こうした声を寄せてくださった方の中から数名にお声がけし、三浦さんとともに連載を読んで考えたことを語り合う会をオンラインで開きました。(聞き手、編集 Dialogue for People 伏見和子)

参加者のお名前は匿名とし、個人が特定できないよう、お話の内容を編集した上で掲載しています。

避けることばかりで、変えることができない
Dialogue for People(D4P)伏見和子(以下、伏見) みなさん、今日はお集まりいただき、ありがとうございます。軽く自己紹介も終わったところで、ここからはお一人ずつお話をうかがっていけたらと思います。
ではまず一人目ということで、先ほど自己紹介で、長く単身赴任生活をしてきたとおっしゃっていたAさん、よろしいでしょうか。
参加者Aさん トップバッター、ちょっとドキドキしています。
私は今、東北のある県に住んでいます。元々東北の他県出身で、大学卒業後、専門職に就いたのですが、就職氷河期世代ということもあり、仕事の都合で関東を転々としていました。

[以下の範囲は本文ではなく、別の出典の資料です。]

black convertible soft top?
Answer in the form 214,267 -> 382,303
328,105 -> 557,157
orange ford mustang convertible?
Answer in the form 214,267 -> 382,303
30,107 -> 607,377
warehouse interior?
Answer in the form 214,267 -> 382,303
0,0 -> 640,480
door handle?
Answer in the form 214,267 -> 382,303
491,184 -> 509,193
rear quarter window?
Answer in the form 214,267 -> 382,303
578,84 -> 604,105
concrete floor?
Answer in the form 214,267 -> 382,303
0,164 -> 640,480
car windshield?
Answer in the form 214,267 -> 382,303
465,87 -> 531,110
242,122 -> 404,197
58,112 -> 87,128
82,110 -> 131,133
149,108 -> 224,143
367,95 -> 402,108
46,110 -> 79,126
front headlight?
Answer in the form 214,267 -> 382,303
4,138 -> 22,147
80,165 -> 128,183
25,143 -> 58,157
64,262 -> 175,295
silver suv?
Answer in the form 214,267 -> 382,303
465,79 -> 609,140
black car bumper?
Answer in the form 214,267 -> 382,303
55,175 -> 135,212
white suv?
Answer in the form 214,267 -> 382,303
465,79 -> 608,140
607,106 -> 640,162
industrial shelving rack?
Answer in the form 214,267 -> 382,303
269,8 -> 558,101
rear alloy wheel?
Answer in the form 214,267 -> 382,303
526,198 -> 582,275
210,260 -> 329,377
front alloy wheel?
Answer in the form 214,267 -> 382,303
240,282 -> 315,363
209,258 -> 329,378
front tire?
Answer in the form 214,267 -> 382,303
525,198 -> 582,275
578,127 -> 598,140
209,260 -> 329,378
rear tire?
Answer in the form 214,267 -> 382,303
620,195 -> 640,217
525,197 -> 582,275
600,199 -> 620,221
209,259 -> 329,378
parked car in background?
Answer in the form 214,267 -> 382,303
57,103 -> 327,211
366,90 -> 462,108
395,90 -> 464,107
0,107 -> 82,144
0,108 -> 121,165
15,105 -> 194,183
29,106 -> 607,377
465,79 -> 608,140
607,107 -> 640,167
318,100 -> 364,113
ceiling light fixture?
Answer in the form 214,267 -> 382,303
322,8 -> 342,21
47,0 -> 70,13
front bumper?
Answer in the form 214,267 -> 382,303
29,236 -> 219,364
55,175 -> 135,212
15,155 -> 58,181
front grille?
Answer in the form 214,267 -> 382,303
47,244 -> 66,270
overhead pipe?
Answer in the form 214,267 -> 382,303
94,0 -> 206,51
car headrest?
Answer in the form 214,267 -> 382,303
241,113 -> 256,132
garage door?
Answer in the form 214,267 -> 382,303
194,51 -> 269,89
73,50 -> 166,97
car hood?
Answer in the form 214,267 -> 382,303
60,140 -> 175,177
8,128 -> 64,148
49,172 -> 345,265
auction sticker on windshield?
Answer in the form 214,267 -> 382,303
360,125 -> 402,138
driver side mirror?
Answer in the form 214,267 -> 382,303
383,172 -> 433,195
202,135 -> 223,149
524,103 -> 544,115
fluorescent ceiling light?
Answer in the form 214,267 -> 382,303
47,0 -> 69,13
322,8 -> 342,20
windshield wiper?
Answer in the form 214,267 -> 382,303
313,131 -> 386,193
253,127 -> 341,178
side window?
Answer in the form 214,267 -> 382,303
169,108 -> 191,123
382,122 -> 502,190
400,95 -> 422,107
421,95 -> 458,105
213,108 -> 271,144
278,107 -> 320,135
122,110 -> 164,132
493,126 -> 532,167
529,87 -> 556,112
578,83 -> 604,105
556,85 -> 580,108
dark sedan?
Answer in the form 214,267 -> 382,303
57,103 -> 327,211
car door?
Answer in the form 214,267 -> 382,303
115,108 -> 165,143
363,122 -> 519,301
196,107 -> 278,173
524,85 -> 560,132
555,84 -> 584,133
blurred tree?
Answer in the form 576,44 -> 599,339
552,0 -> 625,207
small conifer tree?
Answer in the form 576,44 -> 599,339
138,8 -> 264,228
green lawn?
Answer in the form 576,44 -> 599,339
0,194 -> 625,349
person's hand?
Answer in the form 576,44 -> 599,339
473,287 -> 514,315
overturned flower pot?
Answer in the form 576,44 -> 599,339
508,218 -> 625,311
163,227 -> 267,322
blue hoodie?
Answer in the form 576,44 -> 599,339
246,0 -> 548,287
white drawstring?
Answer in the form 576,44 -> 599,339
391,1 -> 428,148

その頃に東北で暮らす夫と結婚し、それからもう20年近く、最近までずっと別居婚を続けてきました。
頼りにできる親戚が近くにいるという理由で、子育ては夫が東北ですることになりました。私は単身赴任先から週末、夜行バスで帰ってくる生活です。コロナの時はバスの利用が難しかったので、自分で車を一晩運転して帰ってきていました。
ある時子どもから真面目な顔で、「お母さん、知ってる?よそのうちって、お母さんが毎日いるんだよ」って言われたこともあります。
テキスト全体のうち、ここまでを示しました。